Analyzing student work

Another component of co-assessing is collaboratively analyzing student work. If teachers are analyzing formative work, analyze how students are using content-specific language. Are they using specific academic vocabulary? Are they structuring sentences appropriately? Are they organizing ideas according to the expectations (e.g., cause-effect, problem-solution, description, explanations with evidence, etc.).

Co-designing learning experiences

I personally have a third component of co-assessing, which is co-designing learning experiences directly connected to the assessment. There are things that students do formatively to learn the content that will be eventually assessed summatively. They become specific lessons in a unit.

I co-design these learning experiences so that students are successful when formally assessed. Actions that language specialists can do are:

• making texts more accessible to students by text engineering
• designing graphic organizers for students to process and record information
• using technology to make content-specific videos more accessible
• facilitating collaborative learning experiences for students to better process the content
• finding alternative readings or videos for students to learn content (possibly in their home language)
• creating writing templates that will structure their thinking to match that of the assessment

My eyes have only recently been opened in the past few years to the power and effectiveness of co-assessing with my colleagues. Co-assessing is the intersection between co-planning and co-teaching. During co-planning, we need to prioritize co-assessing so that it informs what and how we co-teach. My favorite phrase when co-planning the next unit is:

What do we want students to learn and do by the end of the next unit?

Co-reflecting

Similar to how teachers often ask students to reflect on their work, collaborative colleagues also need to engage in ongoing reflection about their work. The goal of co-reflecting is to improve instruction.

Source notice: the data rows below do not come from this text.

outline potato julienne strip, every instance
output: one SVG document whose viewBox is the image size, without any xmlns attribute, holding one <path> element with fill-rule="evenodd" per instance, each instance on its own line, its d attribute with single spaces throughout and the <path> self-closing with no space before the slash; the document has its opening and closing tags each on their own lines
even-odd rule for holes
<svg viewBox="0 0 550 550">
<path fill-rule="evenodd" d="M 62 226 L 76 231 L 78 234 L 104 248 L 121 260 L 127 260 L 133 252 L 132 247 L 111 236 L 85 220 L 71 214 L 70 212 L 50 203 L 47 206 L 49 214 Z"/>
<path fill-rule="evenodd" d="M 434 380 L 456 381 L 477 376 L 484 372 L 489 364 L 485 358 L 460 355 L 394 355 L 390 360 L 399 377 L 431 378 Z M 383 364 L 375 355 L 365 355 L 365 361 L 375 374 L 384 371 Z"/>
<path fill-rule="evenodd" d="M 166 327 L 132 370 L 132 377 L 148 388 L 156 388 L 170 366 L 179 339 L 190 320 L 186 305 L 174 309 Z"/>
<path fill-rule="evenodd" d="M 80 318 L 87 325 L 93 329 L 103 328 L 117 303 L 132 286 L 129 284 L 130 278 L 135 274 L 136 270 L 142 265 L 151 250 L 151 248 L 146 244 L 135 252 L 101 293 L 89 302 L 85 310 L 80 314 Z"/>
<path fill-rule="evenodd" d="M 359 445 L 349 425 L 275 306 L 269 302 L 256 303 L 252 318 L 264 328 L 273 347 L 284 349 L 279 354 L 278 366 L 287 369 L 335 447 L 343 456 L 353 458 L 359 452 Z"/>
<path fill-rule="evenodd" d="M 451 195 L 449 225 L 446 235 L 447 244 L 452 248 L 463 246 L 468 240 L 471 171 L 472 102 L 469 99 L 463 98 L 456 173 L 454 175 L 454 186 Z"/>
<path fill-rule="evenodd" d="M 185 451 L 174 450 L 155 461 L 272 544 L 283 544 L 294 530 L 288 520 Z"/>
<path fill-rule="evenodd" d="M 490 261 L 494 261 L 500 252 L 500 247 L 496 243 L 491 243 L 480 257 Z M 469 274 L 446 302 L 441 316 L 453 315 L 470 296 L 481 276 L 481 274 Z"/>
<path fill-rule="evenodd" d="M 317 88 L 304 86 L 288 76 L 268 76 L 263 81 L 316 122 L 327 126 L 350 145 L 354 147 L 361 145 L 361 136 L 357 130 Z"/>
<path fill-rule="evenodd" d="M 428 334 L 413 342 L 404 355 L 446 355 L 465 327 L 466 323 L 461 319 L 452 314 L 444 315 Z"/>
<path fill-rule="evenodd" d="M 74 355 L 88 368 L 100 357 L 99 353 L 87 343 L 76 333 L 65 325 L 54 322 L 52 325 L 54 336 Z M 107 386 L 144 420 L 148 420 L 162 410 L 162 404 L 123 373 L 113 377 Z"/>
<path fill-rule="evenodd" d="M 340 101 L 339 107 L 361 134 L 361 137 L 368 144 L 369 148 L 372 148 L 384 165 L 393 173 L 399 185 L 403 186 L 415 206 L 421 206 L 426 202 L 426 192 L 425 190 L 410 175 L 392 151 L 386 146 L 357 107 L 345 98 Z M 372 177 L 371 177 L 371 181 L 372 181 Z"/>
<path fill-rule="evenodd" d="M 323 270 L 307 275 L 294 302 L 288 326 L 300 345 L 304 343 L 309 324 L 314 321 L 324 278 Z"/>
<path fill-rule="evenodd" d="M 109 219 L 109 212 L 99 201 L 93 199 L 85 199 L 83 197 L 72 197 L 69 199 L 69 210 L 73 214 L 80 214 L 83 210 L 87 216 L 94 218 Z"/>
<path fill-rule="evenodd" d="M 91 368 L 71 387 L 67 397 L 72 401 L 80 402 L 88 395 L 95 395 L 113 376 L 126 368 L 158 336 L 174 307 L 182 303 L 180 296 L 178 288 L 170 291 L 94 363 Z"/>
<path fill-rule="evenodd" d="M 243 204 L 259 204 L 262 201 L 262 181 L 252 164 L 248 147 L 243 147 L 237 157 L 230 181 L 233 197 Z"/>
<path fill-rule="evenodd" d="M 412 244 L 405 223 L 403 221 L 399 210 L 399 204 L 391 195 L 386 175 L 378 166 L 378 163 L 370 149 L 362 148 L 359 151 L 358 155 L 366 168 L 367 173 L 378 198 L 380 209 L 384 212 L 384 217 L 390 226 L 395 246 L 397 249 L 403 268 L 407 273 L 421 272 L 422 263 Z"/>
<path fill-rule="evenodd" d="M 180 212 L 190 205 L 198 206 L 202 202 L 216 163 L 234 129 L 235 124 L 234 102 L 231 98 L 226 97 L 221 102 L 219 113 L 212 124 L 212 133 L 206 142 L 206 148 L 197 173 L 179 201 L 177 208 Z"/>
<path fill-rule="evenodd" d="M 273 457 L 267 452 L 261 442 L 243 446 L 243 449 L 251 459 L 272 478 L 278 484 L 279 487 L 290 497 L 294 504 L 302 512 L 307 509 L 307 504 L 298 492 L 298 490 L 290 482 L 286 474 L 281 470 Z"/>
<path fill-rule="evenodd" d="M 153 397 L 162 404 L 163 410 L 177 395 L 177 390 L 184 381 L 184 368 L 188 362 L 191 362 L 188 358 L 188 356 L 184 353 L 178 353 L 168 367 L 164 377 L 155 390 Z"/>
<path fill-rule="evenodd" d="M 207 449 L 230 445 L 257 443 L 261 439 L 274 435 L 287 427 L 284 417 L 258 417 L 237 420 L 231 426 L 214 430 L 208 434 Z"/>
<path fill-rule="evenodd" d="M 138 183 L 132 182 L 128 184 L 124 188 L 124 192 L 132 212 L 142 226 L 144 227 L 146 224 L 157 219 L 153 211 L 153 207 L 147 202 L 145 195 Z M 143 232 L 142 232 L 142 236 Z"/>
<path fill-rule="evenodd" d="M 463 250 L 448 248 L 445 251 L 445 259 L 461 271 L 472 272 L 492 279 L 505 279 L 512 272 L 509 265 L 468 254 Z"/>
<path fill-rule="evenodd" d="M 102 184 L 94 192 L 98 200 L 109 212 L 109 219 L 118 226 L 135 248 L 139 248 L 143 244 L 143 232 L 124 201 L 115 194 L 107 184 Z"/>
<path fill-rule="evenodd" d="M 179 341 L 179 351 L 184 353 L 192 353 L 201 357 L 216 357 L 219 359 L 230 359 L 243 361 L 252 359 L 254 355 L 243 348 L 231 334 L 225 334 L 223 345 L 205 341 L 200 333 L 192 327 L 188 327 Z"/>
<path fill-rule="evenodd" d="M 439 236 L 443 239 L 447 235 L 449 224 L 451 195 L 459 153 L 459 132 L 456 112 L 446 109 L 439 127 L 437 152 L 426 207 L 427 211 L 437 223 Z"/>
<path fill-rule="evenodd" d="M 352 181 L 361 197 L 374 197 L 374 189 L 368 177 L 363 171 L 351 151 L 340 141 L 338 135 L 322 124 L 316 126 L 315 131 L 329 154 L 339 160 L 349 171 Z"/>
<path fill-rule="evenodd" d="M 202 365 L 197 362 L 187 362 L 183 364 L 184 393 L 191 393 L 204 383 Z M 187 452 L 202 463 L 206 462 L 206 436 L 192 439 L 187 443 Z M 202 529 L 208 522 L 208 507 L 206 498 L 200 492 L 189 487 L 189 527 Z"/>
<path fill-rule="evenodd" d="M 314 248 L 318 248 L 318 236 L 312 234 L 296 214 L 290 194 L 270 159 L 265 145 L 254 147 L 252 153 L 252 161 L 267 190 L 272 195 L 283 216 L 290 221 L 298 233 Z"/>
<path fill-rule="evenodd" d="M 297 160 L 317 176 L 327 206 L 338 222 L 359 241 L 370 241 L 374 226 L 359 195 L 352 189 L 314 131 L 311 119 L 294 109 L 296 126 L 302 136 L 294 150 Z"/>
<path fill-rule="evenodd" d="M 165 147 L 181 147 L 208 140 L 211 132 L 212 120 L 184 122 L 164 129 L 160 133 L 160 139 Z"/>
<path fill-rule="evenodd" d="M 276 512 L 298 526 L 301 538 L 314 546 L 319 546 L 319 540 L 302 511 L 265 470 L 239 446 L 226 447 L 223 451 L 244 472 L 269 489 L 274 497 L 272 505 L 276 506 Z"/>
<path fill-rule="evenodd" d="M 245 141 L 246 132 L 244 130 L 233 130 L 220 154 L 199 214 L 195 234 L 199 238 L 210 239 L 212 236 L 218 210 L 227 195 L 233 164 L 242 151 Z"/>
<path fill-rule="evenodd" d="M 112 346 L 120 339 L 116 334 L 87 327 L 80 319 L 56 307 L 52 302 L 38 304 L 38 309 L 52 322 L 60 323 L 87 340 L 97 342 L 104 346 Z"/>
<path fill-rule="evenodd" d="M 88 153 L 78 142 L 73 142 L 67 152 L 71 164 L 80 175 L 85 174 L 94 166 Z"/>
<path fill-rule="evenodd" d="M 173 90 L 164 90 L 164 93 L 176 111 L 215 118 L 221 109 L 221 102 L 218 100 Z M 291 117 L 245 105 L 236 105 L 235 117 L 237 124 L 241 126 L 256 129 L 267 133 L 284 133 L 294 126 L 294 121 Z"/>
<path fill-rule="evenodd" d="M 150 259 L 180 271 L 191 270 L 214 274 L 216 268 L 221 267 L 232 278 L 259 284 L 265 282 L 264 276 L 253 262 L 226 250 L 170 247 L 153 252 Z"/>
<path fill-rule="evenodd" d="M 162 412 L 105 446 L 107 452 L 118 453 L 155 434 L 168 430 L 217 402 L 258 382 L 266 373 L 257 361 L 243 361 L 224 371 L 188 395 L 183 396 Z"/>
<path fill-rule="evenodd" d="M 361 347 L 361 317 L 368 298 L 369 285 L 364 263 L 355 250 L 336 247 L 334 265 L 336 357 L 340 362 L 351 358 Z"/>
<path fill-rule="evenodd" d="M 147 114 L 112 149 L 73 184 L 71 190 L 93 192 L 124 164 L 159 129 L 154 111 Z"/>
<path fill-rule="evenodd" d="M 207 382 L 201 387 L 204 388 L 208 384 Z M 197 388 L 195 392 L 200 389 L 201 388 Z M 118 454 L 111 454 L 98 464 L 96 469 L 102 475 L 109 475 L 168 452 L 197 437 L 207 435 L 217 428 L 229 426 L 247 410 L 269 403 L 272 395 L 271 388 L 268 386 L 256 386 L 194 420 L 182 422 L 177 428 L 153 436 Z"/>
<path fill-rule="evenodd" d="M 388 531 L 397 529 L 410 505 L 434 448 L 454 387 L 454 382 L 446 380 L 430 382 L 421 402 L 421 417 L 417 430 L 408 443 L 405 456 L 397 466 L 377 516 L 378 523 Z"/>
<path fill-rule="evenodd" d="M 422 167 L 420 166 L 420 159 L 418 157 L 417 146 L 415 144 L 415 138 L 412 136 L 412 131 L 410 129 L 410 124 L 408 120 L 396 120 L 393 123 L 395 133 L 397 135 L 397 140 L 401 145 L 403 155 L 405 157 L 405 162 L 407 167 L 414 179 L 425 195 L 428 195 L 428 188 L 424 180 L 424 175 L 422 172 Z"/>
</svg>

Some topics of co-reflecting include:

• the effectiveness of strategies
• the accessibility of the materials
• the successes and challenges observed
• how effectively the content information was chunked
• students’ ability to independently transfer skills based on the lesson
• how cognitively appropriate the sequencing of content-specific information was

Co-reflecting allows us to regroup and modify instruction to meet students’ needs. My favorite phrase to get my colleague to informally co-reflect with me is What did you notice about… (e.g., What did you notice about the helpfulness of the graphic organizer we created for students?). This framework invites my colleague to engage in the conversation from observation, not feelings. I often use it after having co-taught a lesson and while students are working on the assignment. I also often start off our co-planning sessions with this question to get us thinking.

The collaborative cycle builds relationships


My collaborative relationships changed from night to day once I learned about the collaborative instructional cycle. Just like we talk about students using their entire linguistic repertoire, we can fully use all the components of the collaborative instructional cycle when working with colleagues on behalf of language learners. From my perspective, the full use of the cycle has evolved my work with teachers to be more robust and dynamic.

Language specialists often lament that they feel like educational aides despite their expertise. When we fully use the collaborative instructional cycle, we become the empowered, equal, effective designers of instruction we are meant to be.

What component of the collaborative instructional cycle are you most competent in, and which ones will you engage in more?


References

Gottlieb, M. & Ernst-Slavit, G. (2014). Academic language in diverse classrooms: Definitions and contexts. Corwin.

Honigsfeld, A. & Dove, M. G. (2019). Collaborating for English learners: A foundational guide to integrated practices. Corwin.